Donald Kenneth Newman, OC (born 28 October 1940) is a retired senior parliamentary editor for CBC Television who also hosted CBC Newsworld's daily politics program CBC News: Politics. Newman is known for his signature introductory phrase to the viewer "Welcome to the Broadcast", in which he enunciates the first syllable of the last word more slowly than the rest of the greeting. The phrase became the title of his memoir, published in 2013.

==Career==
Born in Winnipeg, Manitoba. Educated at Highgate School, London, UK, and University of Winnipeg. He began his newspaper career at the Winnipeg Tribune, moved to CJAY TV in Winnipeg, and CKCK Radio and TV in Regina. He returned to print with the Winnipeg Free Press and recruited to the Winnipeg Tribune as political reporter and columnist. In 1967, he moved to The Globe and Mail in Toronto at its Queen’s Park bureau and in 1969 to Ottawa's parliamentary bureau where his coverage included the FLQ crisis. He moved back to television in 1971 with CTV parliamentary bureau and was the network's Washington correspondent from 1972 until 1976. In 1976, he moved to CBC TV as its Washington correspondent until 1979. He served two years as the Edmonton CBC's Western correspondent covering the national energy program and constitutional talks before returning to the parliamentary bureau in 1981. From 1981 to 1993, he was the host of CBC's This Week in Parliament. In 1989, he began to host daily political programs Capital Report and live coverage on CBC's new Newsworld channel (CBC News Network).

During his time with the CBC he anchored major political events that affected Canadians on CBC Newsworld. Some of them include:
- Canadian federal elections
- Leadership conventions
- Opening of a new session of Parliament
- Visits by world leaders, notably, American presidents
  - During George W. Bush's visit to Canada in 2004, Newman appeared on MSNBC
- Elections in the United States, including U.S. presidential elections
- State of the Union addresses by American presidents
- State funeral of former U.S. president Ronald Reagan
- National Remembrance Day ceremonies
  - During the coverage of the state funeral, Newman got expert help in the commentary from former ambassador Allan Gotlieb, Canadian ambassador to Washington in Reagan's day
- U.S. presidential inaugurations

During major political events in the United States, he anchored coverage of it from the Canadian Embassy in Washington. The only events he did not anchor from Washington were the State of the Union addresses and the state funeral of Reagan. He anchored coverage of both those events from the CBC Ottawa bureau, where his daily politics program is based.

In 1998, Newman became the first recipient of the Charles Lynch Award for his outstanding coverage of national issues. In 1999, he was made a Member of the Order of Canada. On 14 September 2007, at a special convocation honoring the 40th Anniversary of his alma mater, the University of Winnipeg conferred on him an Honorary Doctor of Laws degree.

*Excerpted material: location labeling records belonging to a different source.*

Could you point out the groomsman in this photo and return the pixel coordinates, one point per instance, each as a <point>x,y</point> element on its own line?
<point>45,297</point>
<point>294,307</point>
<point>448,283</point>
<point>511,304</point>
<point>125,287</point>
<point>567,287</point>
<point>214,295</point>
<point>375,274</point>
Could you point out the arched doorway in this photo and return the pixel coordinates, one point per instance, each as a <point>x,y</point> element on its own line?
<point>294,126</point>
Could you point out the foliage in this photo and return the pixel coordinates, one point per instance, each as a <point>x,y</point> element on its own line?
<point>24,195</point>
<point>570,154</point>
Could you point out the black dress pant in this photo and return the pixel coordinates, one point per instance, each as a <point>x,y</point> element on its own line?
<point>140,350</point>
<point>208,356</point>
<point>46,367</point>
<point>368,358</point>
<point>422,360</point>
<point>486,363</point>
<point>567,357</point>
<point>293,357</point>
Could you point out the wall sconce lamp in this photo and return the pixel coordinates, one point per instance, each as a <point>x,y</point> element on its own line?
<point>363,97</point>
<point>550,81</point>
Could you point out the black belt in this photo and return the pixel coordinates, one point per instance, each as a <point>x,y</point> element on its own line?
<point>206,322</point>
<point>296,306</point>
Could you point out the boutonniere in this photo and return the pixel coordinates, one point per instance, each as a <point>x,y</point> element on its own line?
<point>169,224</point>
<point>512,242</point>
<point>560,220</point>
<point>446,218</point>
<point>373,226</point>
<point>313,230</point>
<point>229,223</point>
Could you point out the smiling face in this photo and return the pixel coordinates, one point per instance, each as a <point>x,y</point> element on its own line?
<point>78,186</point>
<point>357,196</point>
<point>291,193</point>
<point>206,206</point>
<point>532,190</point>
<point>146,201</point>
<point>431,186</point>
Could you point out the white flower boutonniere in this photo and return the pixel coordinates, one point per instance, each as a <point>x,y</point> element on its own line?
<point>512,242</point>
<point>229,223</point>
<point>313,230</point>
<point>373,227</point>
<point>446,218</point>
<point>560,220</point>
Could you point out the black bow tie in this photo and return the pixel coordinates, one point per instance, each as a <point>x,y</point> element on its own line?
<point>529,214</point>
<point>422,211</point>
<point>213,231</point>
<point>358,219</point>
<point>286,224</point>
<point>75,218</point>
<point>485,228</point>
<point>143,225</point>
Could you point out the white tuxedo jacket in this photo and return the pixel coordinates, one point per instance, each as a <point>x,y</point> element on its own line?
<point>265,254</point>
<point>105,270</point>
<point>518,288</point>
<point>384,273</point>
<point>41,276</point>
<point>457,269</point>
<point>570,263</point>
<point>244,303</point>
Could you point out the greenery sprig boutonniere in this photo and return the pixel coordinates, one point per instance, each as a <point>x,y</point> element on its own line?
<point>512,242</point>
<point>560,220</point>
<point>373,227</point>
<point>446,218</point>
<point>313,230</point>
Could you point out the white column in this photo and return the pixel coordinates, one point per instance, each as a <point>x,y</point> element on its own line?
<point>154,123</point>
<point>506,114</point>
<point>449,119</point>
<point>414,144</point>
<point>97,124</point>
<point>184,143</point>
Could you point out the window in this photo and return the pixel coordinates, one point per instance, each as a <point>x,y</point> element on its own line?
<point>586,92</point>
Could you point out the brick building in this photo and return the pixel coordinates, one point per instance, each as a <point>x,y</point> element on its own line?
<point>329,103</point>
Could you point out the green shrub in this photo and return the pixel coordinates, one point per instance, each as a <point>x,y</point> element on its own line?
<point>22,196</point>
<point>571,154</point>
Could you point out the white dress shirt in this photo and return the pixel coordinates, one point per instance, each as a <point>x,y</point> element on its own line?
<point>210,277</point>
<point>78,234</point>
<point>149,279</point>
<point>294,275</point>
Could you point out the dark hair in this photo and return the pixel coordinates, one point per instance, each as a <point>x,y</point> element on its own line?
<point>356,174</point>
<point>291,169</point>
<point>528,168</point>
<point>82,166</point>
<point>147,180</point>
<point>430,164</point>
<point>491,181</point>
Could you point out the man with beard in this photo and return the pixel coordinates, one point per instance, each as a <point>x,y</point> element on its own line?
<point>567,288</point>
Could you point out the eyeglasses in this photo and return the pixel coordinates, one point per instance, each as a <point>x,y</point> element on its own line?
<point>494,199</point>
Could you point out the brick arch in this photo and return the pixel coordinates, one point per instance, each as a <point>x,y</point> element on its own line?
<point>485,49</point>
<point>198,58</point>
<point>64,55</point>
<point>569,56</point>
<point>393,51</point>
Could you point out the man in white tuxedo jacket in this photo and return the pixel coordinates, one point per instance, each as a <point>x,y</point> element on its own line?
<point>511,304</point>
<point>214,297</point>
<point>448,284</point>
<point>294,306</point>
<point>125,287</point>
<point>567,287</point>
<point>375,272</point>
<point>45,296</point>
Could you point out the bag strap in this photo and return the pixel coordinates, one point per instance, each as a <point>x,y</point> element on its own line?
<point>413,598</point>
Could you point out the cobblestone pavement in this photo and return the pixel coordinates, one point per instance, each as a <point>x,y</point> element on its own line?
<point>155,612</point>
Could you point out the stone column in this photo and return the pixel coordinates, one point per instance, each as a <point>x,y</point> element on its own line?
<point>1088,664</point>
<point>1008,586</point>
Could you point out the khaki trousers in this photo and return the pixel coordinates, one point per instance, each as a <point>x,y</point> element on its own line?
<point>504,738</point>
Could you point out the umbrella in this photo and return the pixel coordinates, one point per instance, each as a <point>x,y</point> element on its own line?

On 2 May 2009, Newman's retirement from CBC was announced.

Don Newman made his final "Politics" broadcast on 19 June 2009 and retired at the end of June 2009. Newman stated that he would occasionally write cbc.ca articles, and file reports on TV. He returned to CBC (briefly) for the 2011 federal election coverage.

He was a founder of the Science Media Centre of Canada.

==Publications==
- Welcome to the Broadcast: a Memoir was published in 2013 by HarperCollins.